More than 640,000 students nationwide took the 2005 National Assessment of Educational Progress test, a federal exam used to measure the performance of fourth- and eighth-grade students.
Three results were given: basic, proficient and advanced. Students at the proficiency level "demonstrated competency over challenging subject matter," said the U.S. Department of Education.
The top-performing students in both grades and categories came from Massachusetts, where 44% of students were above the proficiency level in reading for fourth- and eighth-grade.
Despite significant improvements in both tests, the District of Columbia averaged the lowest scores across the board, with 69% of eighth-graders and 55% of fourth-graders scoring below the basic proficiency level in mathematics.
California remained closer to the bottom of the test results in part because the exam was not aligned with the content taught in California's classrooms, O'Connell said.
"Results on our statewide tests, which are aligned to our rigorous standards, indicate that a focus on high expectations is leading to steady gains in student achievement," he said.
While California's education standards are regarded as the most rigorous in the nation, it is clear that the state's curriculum is doing little to improve performance, Ali said.
Overall scores in California reflected many of the national trends, with fourth-graders performing markedly better than eighth-graders in math and reading. Nationwide, math scores among fourth-graders were up for every major racial and ethnic group since the most recent test, in 2003.

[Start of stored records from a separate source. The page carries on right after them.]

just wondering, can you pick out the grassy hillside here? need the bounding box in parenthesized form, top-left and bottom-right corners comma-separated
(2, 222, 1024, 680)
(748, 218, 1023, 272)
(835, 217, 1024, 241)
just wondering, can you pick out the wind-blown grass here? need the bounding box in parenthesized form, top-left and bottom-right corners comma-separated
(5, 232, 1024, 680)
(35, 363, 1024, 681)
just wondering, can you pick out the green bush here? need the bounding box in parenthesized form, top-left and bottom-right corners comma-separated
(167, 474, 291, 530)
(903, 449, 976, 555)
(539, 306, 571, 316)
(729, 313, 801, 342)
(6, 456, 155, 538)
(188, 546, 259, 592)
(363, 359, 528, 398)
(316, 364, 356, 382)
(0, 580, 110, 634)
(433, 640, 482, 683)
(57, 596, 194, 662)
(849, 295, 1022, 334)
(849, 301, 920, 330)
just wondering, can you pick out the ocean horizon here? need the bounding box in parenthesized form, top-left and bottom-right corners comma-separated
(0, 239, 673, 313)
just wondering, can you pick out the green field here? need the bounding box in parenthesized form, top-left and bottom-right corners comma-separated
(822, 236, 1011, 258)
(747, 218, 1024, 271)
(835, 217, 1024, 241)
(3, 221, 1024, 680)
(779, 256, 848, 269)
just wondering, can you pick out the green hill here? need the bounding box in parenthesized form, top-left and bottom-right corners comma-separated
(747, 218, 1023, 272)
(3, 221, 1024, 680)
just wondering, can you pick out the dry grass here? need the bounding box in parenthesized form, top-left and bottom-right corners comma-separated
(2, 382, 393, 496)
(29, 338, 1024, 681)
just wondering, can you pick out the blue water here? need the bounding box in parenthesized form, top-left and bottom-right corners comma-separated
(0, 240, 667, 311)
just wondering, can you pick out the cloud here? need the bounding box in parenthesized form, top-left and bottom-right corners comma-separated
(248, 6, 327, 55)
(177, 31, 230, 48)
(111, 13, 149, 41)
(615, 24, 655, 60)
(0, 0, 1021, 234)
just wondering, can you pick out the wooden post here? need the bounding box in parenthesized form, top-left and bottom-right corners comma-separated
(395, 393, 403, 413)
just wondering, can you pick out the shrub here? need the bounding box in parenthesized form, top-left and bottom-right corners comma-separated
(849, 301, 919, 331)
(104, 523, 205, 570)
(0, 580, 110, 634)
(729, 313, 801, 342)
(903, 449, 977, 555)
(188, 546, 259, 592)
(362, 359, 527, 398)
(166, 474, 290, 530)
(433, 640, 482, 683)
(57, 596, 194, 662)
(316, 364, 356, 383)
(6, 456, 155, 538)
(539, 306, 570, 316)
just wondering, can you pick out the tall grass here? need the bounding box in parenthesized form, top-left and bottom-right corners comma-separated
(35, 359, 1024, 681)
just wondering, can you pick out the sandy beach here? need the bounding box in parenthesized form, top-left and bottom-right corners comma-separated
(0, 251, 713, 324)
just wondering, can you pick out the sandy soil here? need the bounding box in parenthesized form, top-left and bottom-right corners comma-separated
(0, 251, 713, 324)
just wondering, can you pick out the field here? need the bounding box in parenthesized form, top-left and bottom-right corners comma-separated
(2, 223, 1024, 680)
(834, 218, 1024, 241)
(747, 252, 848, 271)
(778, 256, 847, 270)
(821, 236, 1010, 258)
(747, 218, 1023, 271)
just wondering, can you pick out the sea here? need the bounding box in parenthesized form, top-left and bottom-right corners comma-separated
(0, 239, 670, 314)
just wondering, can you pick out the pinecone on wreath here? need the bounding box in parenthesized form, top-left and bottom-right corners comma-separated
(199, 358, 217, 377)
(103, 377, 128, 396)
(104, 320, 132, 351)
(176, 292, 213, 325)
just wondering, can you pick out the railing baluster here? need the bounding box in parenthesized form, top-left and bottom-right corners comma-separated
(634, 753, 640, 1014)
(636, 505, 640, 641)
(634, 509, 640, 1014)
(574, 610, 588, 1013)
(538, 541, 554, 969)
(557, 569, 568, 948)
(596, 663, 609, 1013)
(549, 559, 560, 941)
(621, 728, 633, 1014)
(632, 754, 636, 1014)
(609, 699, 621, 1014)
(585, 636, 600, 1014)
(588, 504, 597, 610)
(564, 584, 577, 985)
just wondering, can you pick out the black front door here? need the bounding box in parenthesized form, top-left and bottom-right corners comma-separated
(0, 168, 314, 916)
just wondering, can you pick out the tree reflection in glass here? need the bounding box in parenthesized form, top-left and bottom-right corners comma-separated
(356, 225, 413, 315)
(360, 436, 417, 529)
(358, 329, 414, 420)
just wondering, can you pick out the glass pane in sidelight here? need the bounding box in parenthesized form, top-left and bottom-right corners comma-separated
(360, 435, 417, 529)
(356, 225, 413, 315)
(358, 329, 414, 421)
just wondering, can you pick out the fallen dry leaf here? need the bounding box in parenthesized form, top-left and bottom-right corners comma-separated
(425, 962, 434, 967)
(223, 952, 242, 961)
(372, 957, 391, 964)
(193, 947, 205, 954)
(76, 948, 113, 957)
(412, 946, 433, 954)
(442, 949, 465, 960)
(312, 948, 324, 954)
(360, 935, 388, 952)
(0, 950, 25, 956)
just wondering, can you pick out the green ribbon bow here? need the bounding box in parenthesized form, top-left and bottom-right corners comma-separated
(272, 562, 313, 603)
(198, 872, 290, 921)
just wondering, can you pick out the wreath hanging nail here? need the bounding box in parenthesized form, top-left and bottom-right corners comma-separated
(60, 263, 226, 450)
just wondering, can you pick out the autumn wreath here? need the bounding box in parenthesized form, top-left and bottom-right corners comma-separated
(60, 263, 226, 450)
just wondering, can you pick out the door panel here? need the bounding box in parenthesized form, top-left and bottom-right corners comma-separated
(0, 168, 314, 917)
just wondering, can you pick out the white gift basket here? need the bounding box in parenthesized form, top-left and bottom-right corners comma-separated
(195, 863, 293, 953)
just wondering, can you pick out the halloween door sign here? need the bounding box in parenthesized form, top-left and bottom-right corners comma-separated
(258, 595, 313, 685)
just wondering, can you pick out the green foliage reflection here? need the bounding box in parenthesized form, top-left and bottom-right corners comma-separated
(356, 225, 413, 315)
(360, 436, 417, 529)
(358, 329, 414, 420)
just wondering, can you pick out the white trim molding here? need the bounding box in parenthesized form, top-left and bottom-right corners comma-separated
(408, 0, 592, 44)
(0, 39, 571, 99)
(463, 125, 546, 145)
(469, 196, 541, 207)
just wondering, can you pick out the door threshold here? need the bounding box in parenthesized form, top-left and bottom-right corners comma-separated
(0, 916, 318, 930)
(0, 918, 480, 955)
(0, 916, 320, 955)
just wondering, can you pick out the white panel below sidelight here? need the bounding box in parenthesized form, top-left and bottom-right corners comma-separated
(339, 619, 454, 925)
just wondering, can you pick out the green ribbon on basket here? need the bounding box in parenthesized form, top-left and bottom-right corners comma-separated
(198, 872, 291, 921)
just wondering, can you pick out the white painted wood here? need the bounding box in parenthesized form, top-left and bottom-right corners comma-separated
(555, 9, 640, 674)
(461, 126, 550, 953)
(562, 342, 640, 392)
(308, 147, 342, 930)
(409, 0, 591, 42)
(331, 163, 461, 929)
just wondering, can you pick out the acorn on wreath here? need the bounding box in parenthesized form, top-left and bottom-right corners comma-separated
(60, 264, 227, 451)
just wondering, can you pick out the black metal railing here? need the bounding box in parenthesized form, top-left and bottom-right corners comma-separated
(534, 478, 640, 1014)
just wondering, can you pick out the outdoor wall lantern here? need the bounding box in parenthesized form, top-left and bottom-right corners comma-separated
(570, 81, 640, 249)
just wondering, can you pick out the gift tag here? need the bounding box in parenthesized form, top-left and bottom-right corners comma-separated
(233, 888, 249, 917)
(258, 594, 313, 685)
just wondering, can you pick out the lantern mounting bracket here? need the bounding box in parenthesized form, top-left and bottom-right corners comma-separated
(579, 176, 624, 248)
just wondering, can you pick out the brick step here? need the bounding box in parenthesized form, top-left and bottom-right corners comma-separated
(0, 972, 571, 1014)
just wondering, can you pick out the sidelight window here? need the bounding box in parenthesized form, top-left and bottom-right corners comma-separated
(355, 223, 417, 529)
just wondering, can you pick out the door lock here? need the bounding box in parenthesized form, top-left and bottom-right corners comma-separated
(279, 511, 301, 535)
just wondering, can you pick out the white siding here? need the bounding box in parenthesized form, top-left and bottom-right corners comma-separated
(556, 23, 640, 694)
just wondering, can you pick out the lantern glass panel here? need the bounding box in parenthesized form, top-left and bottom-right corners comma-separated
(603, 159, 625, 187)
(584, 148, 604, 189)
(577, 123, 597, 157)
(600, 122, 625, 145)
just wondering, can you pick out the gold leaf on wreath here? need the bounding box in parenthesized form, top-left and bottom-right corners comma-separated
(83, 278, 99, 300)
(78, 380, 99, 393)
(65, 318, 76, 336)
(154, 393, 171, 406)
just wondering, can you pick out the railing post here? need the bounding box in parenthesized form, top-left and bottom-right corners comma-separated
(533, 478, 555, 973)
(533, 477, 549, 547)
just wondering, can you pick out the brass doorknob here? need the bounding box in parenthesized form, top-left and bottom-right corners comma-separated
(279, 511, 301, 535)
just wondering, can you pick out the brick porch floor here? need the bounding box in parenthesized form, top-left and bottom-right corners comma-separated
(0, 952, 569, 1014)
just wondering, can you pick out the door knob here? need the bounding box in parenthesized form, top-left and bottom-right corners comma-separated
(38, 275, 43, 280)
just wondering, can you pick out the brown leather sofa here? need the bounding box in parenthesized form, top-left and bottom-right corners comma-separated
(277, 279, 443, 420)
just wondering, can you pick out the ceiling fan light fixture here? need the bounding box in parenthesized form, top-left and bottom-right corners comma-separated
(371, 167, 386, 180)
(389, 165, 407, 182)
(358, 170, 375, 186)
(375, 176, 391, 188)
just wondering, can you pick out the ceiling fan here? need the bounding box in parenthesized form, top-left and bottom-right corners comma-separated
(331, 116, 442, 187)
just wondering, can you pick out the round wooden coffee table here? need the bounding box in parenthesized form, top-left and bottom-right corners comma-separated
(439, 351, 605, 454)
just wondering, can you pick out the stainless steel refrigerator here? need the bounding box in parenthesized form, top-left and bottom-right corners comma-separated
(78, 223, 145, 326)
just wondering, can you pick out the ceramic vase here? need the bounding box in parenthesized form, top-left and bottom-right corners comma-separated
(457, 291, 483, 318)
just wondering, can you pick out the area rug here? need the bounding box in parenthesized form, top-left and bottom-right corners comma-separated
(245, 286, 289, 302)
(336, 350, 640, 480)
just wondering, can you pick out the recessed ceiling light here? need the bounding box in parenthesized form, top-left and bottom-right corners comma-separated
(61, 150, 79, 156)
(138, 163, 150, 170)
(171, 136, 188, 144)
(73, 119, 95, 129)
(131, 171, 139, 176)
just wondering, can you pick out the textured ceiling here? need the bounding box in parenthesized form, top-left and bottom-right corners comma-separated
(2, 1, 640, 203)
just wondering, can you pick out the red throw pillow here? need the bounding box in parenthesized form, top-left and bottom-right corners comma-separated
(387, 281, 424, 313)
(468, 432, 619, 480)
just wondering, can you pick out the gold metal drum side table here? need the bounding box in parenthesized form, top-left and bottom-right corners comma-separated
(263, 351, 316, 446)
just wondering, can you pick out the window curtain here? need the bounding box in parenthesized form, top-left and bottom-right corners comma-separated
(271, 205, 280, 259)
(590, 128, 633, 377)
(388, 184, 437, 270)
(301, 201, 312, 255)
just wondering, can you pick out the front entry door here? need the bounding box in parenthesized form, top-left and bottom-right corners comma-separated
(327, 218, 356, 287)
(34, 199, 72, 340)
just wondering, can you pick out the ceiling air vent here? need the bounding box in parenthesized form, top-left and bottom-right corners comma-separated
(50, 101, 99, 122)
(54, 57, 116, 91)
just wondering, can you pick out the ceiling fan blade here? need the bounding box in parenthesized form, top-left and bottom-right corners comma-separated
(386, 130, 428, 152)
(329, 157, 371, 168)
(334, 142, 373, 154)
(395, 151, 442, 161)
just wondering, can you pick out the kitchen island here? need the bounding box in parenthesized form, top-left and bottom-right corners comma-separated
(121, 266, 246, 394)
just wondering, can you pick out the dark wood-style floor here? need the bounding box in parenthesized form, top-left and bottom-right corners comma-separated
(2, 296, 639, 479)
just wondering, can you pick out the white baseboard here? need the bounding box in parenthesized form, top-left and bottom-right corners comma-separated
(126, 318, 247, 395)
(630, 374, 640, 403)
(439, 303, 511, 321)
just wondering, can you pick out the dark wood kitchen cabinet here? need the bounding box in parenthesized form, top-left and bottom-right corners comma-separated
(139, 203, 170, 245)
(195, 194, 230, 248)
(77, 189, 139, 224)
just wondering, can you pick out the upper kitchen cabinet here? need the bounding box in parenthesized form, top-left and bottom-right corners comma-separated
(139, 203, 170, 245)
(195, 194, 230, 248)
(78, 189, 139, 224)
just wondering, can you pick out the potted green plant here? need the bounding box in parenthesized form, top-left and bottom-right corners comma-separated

Some education experts attributed the disparity to a long-term trend of dwindling academic focus on older students.
"It's time we got very serious about bringing reform to our secondary schools, particularly to help older students grasp the critical reading skills they will need to be successful in high school, college and the workplace," said Kati Haycock, director of the Education Trust.
At a meeting with Education Secretary Margaret Spellings today, President Bush called the report encouraging and said it reflected the positive progress of No Child Left Behind, the education law he made a centerpiece of his first term domestic policy agenda.
"It shows there's an achievement gap in America that is closing; that minority students, particularly in fourth grade math and fourth grade reading, are beginning to catch up with their Anglo counterparts," he said.
While the "experts" ponder what is wrong, perhaps they should ask some teachers.